LLM Agent Honeypot: Monitoring AI Hacking Agents in the Wild
Reworr, Dmitrii Volkov
TL;DR
The paper addresses the emergent threat of autonomous AI hacking agents by introducing the LLM Agent Honeypot, a modified Cowrie SSH honeypot augmented with prompt injection and timing analysis to detect LLM-based attackers in the wild. It presents a multi-step detection methodology that combines active manipulation with timing cues and reports on a public deployment that gathered over 8 million interactions, identifying 8 potential AI-driven attacks. The work provides empirical evidence of AI-driven threats in real-world attack traffic and delivers a real-time public dashboard for monitoring, offering an early warning mechanism for defenders.

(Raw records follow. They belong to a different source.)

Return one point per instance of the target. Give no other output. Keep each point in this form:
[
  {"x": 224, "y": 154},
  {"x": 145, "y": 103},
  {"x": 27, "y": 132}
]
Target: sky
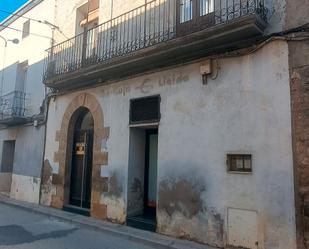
[{"x": 10, "y": 6}]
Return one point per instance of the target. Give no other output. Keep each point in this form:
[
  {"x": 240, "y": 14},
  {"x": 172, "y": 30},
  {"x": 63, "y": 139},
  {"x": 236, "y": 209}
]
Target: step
[
  {"x": 142, "y": 222},
  {"x": 77, "y": 210}
]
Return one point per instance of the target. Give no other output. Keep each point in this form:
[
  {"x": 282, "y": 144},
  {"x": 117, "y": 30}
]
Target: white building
[{"x": 21, "y": 111}]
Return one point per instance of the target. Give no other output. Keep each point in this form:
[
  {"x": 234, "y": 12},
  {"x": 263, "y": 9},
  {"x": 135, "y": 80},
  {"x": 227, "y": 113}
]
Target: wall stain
[
  {"x": 47, "y": 172},
  {"x": 182, "y": 195},
  {"x": 114, "y": 187},
  {"x": 136, "y": 186}
]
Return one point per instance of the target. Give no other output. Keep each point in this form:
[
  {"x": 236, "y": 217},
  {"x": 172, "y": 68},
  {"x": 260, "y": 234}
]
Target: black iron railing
[
  {"x": 147, "y": 25},
  {"x": 13, "y": 105}
]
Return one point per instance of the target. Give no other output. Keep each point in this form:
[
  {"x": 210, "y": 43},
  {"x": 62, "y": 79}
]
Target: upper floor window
[
  {"x": 194, "y": 15},
  {"x": 186, "y": 10},
  {"x": 26, "y": 29},
  {"x": 206, "y": 7},
  {"x": 21, "y": 76},
  {"x": 145, "y": 110},
  {"x": 239, "y": 163}
]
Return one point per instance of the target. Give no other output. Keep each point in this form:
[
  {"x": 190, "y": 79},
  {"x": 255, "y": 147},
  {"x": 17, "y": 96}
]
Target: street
[{"x": 22, "y": 229}]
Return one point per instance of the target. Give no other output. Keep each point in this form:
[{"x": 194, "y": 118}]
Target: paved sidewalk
[{"x": 127, "y": 233}]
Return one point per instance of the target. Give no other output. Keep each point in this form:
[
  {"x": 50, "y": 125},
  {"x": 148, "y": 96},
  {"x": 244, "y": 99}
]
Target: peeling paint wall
[
  {"x": 199, "y": 125},
  {"x": 28, "y": 158},
  {"x": 25, "y": 188}
]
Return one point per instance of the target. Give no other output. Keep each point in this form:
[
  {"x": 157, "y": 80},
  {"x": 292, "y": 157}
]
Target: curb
[{"x": 147, "y": 238}]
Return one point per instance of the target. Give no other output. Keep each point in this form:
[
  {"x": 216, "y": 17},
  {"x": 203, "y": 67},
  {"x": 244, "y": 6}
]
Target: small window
[
  {"x": 206, "y": 7},
  {"x": 26, "y": 29},
  {"x": 186, "y": 10},
  {"x": 239, "y": 163},
  {"x": 145, "y": 110}
]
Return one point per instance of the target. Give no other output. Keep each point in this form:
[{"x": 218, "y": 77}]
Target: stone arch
[{"x": 64, "y": 154}]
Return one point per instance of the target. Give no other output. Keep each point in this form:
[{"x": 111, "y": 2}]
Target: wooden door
[{"x": 194, "y": 15}]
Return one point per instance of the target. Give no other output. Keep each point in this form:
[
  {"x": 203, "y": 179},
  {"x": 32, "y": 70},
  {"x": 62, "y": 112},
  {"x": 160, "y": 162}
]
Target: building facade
[
  {"x": 23, "y": 43},
  {"x": 174, "y": 116},
  {"x": 184, "y": 117}
]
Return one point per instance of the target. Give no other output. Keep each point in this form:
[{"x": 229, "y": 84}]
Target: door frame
[
  {"x": 147, "y": 209},
  {"x": 87, "y": 159},
  {"x": 197, "y": 22}
]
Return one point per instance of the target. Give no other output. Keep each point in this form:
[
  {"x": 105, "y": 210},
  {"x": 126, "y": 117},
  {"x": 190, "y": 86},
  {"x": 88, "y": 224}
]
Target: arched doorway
[{"x": 81, "y": 163}]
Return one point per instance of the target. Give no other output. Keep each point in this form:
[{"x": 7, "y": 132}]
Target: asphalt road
[{"x": 23, "y": 229}]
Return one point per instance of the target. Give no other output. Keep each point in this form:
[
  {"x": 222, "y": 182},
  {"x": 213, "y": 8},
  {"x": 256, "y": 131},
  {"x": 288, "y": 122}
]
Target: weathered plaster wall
[
  {"x": 25, "y": 188},
  {"x": 5, "y": 183},
  {"x": 31, "y": 48},
  {"x": 297, "y": 15},
  {"x": 28, "y": 158},
  {"x": 245, "y": 109},
  {"x": 299, "y": 73}
]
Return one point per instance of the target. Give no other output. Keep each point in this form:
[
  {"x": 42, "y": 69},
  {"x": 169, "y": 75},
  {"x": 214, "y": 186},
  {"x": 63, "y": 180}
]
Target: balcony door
[{"x": 194, "y": 15}]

Overall, the study establishes a foundation for understanding AI-enabled threat landscapes and motivates further research into robust detection and broader honeypot deployment.
Abstract
Attacks powered by Large Language Model (LLM) agents represent a growing threat to modern cybersecurity. To address this concern, we present LLM Honeypot, a system designed to monitor autonomous AI hacking agents. By augmenting a standard SSH honeypot with prompt injection and time-based analysis techniques, our framework aims to distinguish LLM agents among all attackers. Over a trial deployment of about three months in a public environment, we collected 8,130,731 hacking attempts and 8 potential AI agents. Our work demonstrates the emergence of AI-driven threats and their current level of usage, serving as an early warning of malicious LLM agents in the wild.